HC Deb 01 March 2004 vol 418 cc612-3
17. David Taylor (North-West Leicestershire) (Lab/ Co-op)

What recent submissions he has received about the potential for efficiency-driven savings in the defence budget; and if he will make a statement. [156745]

The Minister of State, Ministry of Defence(Mr. Adam Ingram)

As my hon. Friend will be aware, the Ministry of Defence spending review 2002 settlement represented the largest sustained increase in defence spending plans for 20 years. That means there will be year-on-year real increases in defence spending plans until at least 2005–06. Nevertheless, the MOD continuously seeks to increase its efficiency. We regularly receive advice, suggestions and submissions on how we might do that, from both within and outside Government.

David Taylor

When gimlet-eyed management consultants have been tasked by the Government to seek efficiency-driven savings elsewhere in the public sector, their recommendations have often been deeply harmful to the quality of service provided.
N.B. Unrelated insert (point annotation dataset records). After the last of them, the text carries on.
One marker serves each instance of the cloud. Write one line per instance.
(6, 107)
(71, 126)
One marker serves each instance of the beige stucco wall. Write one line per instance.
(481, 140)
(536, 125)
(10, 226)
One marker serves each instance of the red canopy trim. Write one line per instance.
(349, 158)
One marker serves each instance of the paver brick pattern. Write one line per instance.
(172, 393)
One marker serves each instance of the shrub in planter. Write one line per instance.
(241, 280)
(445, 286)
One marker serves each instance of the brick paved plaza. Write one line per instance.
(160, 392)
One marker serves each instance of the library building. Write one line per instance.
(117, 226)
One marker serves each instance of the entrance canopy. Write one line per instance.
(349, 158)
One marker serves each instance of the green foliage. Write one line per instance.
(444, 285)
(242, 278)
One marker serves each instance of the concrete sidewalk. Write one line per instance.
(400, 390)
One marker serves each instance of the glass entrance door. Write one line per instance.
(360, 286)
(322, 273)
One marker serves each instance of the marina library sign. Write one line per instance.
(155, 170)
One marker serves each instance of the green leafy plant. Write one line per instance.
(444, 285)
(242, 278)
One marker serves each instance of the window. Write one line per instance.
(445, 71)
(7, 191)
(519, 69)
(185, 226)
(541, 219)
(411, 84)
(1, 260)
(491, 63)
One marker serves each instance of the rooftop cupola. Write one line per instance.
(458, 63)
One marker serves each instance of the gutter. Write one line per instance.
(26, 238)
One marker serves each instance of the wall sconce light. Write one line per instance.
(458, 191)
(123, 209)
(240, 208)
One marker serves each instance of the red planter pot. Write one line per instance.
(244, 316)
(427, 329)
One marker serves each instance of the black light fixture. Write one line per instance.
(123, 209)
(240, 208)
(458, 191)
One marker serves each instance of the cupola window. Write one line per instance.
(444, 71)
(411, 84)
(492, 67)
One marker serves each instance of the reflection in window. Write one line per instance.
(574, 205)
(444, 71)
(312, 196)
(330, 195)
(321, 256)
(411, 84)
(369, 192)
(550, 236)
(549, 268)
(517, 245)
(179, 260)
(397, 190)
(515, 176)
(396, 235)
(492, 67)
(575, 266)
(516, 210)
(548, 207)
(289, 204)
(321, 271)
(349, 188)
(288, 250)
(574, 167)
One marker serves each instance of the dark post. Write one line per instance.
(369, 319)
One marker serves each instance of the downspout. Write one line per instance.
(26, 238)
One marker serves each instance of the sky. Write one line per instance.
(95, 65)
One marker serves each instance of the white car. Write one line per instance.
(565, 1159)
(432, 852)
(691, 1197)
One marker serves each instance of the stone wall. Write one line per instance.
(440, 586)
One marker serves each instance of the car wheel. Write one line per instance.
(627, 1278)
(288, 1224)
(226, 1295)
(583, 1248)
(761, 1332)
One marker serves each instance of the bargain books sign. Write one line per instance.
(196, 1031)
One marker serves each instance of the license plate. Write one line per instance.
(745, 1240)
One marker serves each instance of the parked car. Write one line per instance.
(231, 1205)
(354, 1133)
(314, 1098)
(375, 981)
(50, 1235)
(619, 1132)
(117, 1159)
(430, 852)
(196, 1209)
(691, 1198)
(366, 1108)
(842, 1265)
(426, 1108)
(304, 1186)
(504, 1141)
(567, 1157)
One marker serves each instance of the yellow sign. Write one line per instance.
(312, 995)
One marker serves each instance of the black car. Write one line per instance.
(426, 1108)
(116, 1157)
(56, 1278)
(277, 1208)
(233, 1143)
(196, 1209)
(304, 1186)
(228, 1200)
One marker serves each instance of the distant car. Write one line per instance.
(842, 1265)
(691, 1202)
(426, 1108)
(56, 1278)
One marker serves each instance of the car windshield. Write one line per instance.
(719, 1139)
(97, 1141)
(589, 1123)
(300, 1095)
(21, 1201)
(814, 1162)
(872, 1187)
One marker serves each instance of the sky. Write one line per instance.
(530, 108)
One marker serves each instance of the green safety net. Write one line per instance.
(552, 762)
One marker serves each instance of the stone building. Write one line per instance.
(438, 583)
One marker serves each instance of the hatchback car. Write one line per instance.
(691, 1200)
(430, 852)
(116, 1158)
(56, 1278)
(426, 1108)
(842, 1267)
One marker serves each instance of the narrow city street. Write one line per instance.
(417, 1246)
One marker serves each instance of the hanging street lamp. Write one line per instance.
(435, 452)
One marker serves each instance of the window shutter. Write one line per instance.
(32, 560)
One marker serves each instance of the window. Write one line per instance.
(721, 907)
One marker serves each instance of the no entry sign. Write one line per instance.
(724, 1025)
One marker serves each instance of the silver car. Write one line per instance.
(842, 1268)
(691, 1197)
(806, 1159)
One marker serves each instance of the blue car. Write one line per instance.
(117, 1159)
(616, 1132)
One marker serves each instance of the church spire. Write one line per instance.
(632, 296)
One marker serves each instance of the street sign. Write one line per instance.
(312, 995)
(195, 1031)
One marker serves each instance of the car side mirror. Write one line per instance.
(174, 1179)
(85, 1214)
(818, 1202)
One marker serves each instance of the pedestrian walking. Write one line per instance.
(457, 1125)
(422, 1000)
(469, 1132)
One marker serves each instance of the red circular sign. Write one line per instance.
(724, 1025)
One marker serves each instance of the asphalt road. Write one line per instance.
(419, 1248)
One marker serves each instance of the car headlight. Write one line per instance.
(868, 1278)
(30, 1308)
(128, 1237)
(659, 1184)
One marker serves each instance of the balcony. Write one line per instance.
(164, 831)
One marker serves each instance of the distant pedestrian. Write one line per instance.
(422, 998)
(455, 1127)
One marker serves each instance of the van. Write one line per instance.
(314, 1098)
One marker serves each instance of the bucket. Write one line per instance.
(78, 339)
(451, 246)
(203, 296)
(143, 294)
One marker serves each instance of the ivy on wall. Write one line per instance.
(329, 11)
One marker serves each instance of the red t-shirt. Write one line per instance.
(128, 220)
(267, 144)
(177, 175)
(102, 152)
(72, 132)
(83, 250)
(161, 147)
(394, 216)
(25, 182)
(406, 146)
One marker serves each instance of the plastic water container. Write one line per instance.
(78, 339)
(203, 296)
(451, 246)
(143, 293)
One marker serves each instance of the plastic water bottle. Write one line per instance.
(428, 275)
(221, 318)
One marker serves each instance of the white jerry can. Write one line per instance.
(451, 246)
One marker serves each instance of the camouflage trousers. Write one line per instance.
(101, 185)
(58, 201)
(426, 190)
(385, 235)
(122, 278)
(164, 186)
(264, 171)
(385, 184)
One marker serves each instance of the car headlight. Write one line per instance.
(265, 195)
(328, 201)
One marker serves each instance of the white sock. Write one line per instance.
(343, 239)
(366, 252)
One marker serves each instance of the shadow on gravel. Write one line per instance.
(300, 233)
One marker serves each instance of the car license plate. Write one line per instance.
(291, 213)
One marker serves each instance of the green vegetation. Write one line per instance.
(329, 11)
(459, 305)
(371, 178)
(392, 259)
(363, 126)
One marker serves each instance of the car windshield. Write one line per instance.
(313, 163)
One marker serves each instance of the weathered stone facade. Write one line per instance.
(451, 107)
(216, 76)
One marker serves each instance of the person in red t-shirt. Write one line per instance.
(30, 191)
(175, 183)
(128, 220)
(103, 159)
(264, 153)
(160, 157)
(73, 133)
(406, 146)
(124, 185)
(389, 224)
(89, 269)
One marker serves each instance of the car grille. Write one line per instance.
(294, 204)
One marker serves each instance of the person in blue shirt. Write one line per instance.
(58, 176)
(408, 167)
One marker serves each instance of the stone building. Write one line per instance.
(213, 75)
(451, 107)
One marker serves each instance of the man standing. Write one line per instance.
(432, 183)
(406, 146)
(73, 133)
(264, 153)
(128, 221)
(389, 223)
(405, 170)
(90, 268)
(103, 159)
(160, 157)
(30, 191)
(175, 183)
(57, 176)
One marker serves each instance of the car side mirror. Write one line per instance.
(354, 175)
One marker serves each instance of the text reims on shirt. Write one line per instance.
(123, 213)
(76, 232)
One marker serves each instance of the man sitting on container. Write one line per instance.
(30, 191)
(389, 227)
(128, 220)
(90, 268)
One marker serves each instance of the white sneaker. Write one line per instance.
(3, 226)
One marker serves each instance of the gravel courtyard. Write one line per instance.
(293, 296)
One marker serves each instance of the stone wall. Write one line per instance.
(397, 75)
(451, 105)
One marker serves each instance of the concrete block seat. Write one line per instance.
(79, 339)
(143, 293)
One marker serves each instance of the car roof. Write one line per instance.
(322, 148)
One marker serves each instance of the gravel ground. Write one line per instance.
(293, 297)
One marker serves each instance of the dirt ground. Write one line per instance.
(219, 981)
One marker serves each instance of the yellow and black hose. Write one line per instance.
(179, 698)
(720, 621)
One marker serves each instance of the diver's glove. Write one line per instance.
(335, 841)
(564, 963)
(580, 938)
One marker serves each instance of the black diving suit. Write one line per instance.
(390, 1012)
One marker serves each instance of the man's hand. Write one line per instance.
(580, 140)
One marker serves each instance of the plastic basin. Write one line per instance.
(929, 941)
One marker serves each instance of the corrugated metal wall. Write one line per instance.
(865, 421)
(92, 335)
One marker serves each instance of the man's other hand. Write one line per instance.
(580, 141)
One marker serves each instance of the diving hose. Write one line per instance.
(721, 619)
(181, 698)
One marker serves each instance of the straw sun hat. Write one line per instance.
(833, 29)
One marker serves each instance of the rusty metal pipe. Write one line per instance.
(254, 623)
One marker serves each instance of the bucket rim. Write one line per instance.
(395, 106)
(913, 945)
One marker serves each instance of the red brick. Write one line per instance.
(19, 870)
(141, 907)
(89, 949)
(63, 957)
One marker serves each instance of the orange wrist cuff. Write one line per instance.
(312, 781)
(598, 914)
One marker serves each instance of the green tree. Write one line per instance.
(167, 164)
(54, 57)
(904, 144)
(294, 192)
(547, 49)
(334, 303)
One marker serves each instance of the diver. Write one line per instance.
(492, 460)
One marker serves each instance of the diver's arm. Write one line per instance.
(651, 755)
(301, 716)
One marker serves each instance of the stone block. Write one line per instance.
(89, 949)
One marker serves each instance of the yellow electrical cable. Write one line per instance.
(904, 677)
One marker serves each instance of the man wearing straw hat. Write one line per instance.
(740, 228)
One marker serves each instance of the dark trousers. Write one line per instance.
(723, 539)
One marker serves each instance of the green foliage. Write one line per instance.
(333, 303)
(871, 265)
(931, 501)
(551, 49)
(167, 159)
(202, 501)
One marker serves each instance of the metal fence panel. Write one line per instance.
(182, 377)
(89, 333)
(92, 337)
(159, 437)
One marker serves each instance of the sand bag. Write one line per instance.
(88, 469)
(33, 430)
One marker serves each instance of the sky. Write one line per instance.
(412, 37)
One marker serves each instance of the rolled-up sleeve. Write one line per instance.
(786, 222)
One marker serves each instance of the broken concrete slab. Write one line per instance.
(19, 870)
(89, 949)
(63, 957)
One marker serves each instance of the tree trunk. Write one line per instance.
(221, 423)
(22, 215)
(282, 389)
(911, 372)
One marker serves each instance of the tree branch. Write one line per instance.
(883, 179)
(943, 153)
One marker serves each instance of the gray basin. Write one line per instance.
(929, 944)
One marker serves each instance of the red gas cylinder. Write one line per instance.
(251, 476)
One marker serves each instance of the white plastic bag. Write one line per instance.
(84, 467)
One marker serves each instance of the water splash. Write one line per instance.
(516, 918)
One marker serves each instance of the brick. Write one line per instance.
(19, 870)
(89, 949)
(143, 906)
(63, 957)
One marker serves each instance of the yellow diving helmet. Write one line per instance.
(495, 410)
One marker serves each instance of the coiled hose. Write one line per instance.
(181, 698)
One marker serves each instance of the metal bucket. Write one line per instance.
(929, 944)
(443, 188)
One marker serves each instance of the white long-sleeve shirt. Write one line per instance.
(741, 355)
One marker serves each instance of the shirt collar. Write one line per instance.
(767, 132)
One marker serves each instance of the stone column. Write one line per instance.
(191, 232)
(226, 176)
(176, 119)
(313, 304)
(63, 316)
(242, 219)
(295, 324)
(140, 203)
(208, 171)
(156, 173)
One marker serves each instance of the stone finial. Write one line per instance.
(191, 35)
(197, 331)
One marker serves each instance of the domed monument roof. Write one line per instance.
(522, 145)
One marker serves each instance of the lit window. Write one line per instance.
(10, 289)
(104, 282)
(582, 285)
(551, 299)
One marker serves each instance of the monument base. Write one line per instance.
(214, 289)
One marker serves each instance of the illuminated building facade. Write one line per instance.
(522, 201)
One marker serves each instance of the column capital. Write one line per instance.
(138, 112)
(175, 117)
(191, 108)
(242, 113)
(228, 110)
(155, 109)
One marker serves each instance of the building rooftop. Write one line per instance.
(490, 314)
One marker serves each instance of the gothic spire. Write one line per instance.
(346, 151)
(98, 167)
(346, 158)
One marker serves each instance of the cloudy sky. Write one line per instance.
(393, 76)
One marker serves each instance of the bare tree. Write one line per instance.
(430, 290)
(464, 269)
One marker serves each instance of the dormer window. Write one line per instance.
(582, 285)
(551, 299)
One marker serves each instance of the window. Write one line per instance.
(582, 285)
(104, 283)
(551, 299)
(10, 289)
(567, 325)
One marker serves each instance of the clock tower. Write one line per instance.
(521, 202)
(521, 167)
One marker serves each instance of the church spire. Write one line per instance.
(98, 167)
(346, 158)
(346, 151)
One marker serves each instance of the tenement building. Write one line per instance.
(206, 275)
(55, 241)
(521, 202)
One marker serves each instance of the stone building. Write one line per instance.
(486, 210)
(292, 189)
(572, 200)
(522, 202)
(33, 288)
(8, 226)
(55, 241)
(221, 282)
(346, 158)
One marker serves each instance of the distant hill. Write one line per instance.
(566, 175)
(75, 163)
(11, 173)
Will the Minister reassure the House that he will never listen to the siren voices of those who would jeopardise the efficiency and quality of our armed forces by implementing cuts that would aggregate to more than £4 million a day?

Mr. Ingram

I echo that sentiment entirely.

Mr. Peter Pike (Burnley) (Lab)

As an ex-Royal Marine, may I ask whether my hon. Friend agrees that multi-functional forces such as the Royal Marines provide best value and that their future will be safeguarded by this Government in the years ahead?

Mr. Ingram

Last week, I was with the Royal Marines in Norway and saw at first hand the tremendous cold-weather training undertaken by those exceptional soldiers. Some 2,300 Royal Marines are there, 1,500 of whom have never experienced cold-weather training. At the end of their eight-week training period, they will be fighting fit to carry on their tremendous recent work in Afghanistan and Iraq—there is no threat to their future.